Memoria della deposizione di san Bonaventura, vescovo di Albano e dottore della Chiesa, che rifulse per dottrina, santità di vita e insigni opere al servizio della Chiesa. Resse con saggezza nello spirito di san Francesco l'Ordine dei Minori, di cui fu ministro generale. Nei suoi molti scritti unì una somma erudizione a una ardente pietà. Mentre si adoperava egregiamente per il II Concilio Ecumenico di Lione, meritò di giungere alla visione beata di Dio.

DAGLI SCRITTI...

Dall'opuscolo «Itinerario della mente a Dio» di san Bonaventura, vescovo
Cristo è la via e la porta. Cristo è la scala e il veicolo. E' il propiziatorio collocato sopra l'arca di Dio (cfr. Es 26, 34). E' «il mistero nascosto da secoli» (Ef 3, 9). Chi si rivolge a questo propiziatorio con dedizione assoluta, e fissa lo sguardo sul crocifisso Signore mediante la fede, la speranza, la carità, la devozione, l'ammirazione, l'esultanza, la stima, la lode e il giubilo del cuore, fa con lui la Pasqua, cioè il passaggio; attraversa con la verga della croce il Mare Rosso, uscendo dall'Egitto per inoltrarsi nel deserto. Qui gusta la manna nascosta, riposa con Cristo nella tomba come morto esteriormente, ma sente, tuttavia, per quanto lo consenta la condizione di viatori, ciò che in croce fu detto al buon ladrone, tanto vicino a Cristo con l'amore: «Oggi sarai con me nel paradiso!» (Lc 23, 43).
Ma perché questo passaggio sia perfetto, è necessario che, sospesa l'attività intellettuale, ogni affetto del cuore sia integralmente trasformato e trasferito in Dio.
E' questo un fatto mistico e straordinario che nessuno conosce se non chi lo riceve. Lo riceve solo chi lo desidera, non lo desidera se non colui che viene infiammato dal fuoco dello Spirito Santo, che Cristo ha portato in terra. Ecco perché l'Apostolo afferma che questa mistica sapienza è rivelata dallo Spirito Santo.
Se poi vuoi sapere come avvenga tutto ciò, interroga la grazia, non la scienza, il desiderio non l'intelletto, il sospiro della preghiera non la brama del leggere, lo sposo non il maestro, Dio non l'uomo, la caligine non la chiarezza, non la luce ma il fuoco che infiamma tutto l'essere e lo inabissa in Dio con la sua soavissima unzione e con gli affetti più ardenti.
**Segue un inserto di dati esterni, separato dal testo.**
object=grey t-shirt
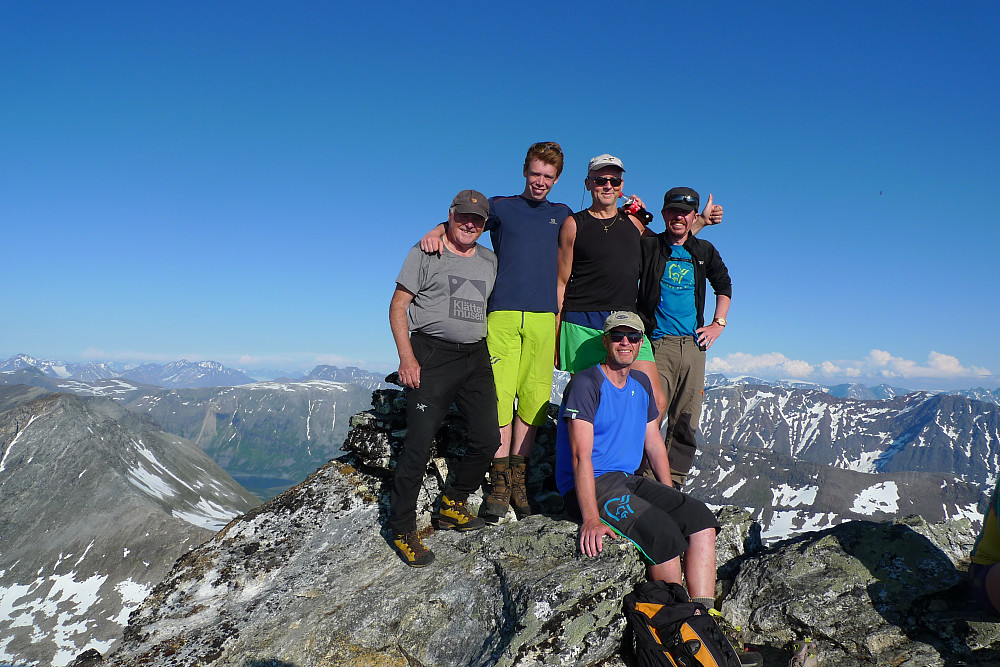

Ora questo fuoco è Dio e questa fornace si trova nella santa Gerusalemme; ed è Cristo che li accende col calore della sua ardentissima passione. Lo può percepire solo colui che dice: L'anima mia ha preferito essere sospesa in croce e le mie ossa hanno prescelto la morte! (cfr. Gb 7, 15).
Chi ama tale morte, può vedere Dio, perché rimane pur vero che: «Nessun uomo può vedermi e restar vivo» (Es 33, 20). Moriamo dunque ed entriamo in questa caligine; facciamo tacere le sollecitudini, le concupiscenze e le fantasie. Passiamo con Cristo crocifisso, «da questo mondo al Padre», perché, dopo averlo visto, possiamo dire con Filippo: «Questo ci basta» (Gv 14, 8); ascoltiamo con Paolo: «Ti basta la mia grazia» (2 Cor 12, 9); rallegriamoci con Davide, dicendo: «Vengono meno la mia carne e il mio cuore; ma la roccia del mio cuore è Dio, è Dio la mia sorte per sempre» (Sal 72, 26). «Benedetto il Signore, Dio d'Israele, da sempre, per sempre. Tutto il popolo dica: Amen» (Sal 105, 48).